Good authors generally write about subjects they know, have personally experienced or researched in depth. This familiarity with their subjects is what makes well researched fiction a pleasurable read.
I can slip into the badlands of the Wild West courtesy of Louis L'Amour's westerns; or the controversies surrounding the sinking of the Arandora Star during World War Two; or slither into the mind of a Greek subject during the dying days of the Turkish Ottoman Empire through the (translated) words of Nikos Kazantzakis.
In fact, good fiction is often a better teacher than research itself. For students of modern piracy in the Indian Ocean, Elmore Leonard's 'Djibouti' must rank up there with any scholarly text authored by Professor [insert name here], Department Head, Maritime Security at the National University of [insert city name here].
I don't wish to take away from historians or nonfiction books.
A well written history book is a novel in itself: the heroes, villains, conspiracies, suspense, excitement and so on but with the added bonus that the story is real (a little 'poetic license' by the historian aside).
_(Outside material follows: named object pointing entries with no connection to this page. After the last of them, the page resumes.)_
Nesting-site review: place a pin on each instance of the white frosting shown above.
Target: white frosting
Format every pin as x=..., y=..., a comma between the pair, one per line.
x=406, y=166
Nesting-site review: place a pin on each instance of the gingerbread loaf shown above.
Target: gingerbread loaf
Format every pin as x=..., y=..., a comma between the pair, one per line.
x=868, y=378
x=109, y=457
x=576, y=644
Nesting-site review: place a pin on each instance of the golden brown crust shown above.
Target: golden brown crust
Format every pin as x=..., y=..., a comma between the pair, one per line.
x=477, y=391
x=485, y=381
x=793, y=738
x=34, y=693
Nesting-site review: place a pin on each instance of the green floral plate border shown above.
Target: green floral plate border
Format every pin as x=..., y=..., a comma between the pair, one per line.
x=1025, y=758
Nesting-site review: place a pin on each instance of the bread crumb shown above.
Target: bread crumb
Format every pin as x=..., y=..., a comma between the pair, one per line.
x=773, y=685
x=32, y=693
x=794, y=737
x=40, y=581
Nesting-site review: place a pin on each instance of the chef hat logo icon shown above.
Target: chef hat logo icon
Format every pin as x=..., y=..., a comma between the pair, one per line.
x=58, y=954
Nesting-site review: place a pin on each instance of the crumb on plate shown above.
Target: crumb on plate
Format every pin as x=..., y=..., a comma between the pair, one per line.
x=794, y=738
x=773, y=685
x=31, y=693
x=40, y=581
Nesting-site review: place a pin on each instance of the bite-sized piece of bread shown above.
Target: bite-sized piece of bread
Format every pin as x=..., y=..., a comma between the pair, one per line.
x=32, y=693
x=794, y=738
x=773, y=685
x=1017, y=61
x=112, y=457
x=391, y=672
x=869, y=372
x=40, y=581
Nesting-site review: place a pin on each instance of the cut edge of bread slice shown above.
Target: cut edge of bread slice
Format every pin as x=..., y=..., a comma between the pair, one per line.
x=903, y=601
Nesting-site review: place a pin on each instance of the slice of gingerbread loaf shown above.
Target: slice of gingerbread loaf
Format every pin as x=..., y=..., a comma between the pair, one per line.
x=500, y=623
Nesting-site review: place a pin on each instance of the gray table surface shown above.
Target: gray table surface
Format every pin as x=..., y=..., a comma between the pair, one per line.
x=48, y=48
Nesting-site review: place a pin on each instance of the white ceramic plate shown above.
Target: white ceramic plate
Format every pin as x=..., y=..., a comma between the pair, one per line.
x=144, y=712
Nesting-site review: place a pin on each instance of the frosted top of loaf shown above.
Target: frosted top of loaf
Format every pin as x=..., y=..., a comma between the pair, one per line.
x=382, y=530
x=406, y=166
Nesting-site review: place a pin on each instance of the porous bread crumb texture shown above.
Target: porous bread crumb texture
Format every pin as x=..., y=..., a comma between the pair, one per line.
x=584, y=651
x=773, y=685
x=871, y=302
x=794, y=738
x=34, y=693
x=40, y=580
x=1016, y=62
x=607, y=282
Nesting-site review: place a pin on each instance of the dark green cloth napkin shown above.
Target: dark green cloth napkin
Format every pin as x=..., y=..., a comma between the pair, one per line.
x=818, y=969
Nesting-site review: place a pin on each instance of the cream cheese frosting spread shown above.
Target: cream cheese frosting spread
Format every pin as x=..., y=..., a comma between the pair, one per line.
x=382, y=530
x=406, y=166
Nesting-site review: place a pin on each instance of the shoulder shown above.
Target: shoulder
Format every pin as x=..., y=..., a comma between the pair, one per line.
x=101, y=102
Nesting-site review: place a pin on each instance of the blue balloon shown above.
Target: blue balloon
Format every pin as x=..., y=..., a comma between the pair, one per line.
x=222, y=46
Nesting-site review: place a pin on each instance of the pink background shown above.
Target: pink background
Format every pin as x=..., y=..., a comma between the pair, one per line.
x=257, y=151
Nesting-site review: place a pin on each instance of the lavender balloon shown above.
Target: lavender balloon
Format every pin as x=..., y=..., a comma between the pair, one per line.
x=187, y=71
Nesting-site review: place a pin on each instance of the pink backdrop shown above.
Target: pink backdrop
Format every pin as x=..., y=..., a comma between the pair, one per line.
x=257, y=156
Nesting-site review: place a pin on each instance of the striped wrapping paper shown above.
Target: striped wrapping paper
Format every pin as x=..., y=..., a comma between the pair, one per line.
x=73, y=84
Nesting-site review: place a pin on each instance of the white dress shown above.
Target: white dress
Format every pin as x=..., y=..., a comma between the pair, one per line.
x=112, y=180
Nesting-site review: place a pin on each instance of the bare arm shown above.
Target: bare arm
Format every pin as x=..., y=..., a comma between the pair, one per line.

History, at the personal and collective level, makes all us individuals.
Nevertheless, for most, nonfiction tends to be too dry; a way to induce sleep rather than to curl up and relax on a sofa with a nice cup of coffee and an entertaining book to read.
Reading is one of life's greatest pleasures – up there with drinking wine, eating mangoes or durians (depending on your cultural background!).
Reading virtually anything is better than reading nothing. There is no substitute for the written word. It is powerful, final and immutable.
Yet, good writing can almost never be interpreted the same way more than once. It is different each time.
All of us learn valuable life lessons from fictional characters, such as the (Great) Zorba the Greek?
"This is true happiness: to have no ambition and to work like a horse as if you had every ambition. To live far from men, not to need them and yet to love them. To have the stars above, the land to your left and the sea to your right and to realize of a sudden that in your heart, life has accomplished its final miracle: it has become a fairy tale."